I raised my eyebrow. “Is that supposed to be some kind of threat?”

“Wait and you’ll find out.”

CHAPTER 14

I HUNG UP the phone and gave it an evil stare. It didn’t squeak and flee to hide under the kitchen table. A pity.

The light of the morning shone through the windows. The last half of my morning coffee was slowly cooling in my favorite mug. The house was quiet.

Last night we’d gotten in, collected our son from Martha, did the bare minimum necessary to maintain personal hygiene, and passed out, all three of us in our huge bed. I’d had a nightmare that tech hit during the night and ripped Curran apart. I’d woken up in a cold sweat. It took several minutes of Curran holding me for my body to let go of the panicked feeling.

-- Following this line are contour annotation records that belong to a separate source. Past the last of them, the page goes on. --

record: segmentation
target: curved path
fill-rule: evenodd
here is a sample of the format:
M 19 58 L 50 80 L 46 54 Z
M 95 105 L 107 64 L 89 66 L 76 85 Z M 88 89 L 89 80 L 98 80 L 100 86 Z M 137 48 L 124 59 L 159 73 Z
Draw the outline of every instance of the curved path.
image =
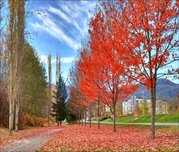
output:
M 88 121 L 87 121 L 88 122 Z M 89 123 L 89 122 L 88 122 Z M 97 124 L 98 122 L 97 121 L 91 121 L 91 123 L 95 123 Z M 101 121 L 100 122 L 101 124 L 113 124 L 113 122 L 104 122 L 104 121 Z M 116 125 L 151 125 L 151 123 L 125 123 L 125 122 L 116 122 Z M 179 127 L 179 123 L 159 123 L 159 122 L 156 122 L 155 123 L 155 126 L 176 126 L 176 127 Z
M 1 152 L 35 152 L 38 150 L 44 143 L 50 140 L 56 132 L 61 131 L 62 129 L 52 129 L 48 132 L 40 134 L 38 136 L 24 138 L 16 142 L 10 143 L 0 149 Z

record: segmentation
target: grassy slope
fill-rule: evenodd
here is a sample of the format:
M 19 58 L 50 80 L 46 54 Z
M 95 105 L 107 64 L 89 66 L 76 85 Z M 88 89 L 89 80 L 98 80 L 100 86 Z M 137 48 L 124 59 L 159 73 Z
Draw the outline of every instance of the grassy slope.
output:
M 104 120 L 104 122 L 112 122 L 111 119 L 106 119 Z M 141 122 L 141 123 L 145 123 L 145 122 L 150 122 L 150 116 L 139 116 L 139 117 L 135 117 L 135 116 L 126 116 L 126 117 L 117 117 L 116 118 L 116 122 Z M 179 122 L 179 114 L 159 114 L 156 115 L 156 122 L 173 122 L 173 123 L 177 123 Z

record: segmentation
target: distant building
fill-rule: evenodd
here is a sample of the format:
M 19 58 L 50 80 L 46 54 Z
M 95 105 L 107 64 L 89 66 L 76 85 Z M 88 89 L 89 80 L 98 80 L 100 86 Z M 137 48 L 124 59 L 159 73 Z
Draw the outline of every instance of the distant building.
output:
M 138 108 L 140 110 L 140 104 L 144 99 L 138 99 L 136 96 L 131 96 L 130 99 L 122 102 L 123 115 L 132 115 L 134 110 Z M 147 103 L 148 113 L 151 113 L 151 100 L 145 99 Z M 156 114 L 166 114 L 168 111 L 168 103 L 162 100 L 156 100 Z

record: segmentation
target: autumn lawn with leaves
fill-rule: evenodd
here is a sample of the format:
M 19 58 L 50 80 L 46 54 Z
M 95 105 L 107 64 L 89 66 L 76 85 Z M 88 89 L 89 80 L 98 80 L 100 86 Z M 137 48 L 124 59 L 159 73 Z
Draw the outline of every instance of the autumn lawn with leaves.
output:
M 39 151 L 177 151 L 177 132 L 158 130 L 156 139 L 150 138 L 147 127 L 69 125 L 57 133 Z

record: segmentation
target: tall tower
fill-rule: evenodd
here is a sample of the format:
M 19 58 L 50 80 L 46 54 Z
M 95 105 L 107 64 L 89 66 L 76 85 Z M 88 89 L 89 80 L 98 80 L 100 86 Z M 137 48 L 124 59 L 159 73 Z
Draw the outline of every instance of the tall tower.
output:
M 61 71 L 61 58 L 60 55 L 57 54 L 56 55 L 56 82 L 59 79 L 60 71 Z
M 48 55 L 48 125 L 50 126 L 51 102 L 52 102 L 52 67 L 51 67 L 51 53 Z

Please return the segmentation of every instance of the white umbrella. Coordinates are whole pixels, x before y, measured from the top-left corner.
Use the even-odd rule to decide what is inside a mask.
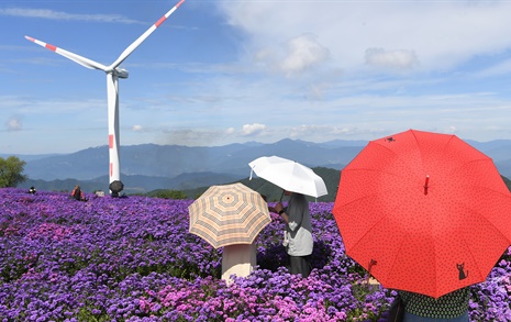
[[[311,168],[297,162],[278,156],[262,156],[251,162],[248,166],[252,168],[251,179],[252,174],[255,173],[259,178],[287,191],[315,198],[329,193],[323,179]]]

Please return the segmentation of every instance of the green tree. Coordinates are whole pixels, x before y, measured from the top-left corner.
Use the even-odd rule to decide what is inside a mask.
[[[26,176],[23,175],[25,165],[24,160],[15,156],[10,156],[7,159],[0,157],[0,188],[16,187],[26,180]]]

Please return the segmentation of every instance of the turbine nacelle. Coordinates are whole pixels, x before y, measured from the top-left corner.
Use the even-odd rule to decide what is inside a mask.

Once we got up, George came and collected Conlan and we split up. Curran went to George’s to make Conclave phone calls, and I made mine from our house. I hadn’t wanted him to leave. The magic had held through the night. The tech could hit at any minute, yet he acted like nothing was wrong. Nobody knew how much of him was human and how much was god at this point, and my aunt was still out of touch. But spending the entire day clutching at my husband to make sure he didn’t disappear wasn’t an option. We had to pull the Conclave together, and getting all of the Atlanta bigwigs into one spot was like pulling teeth, only a lot less fun.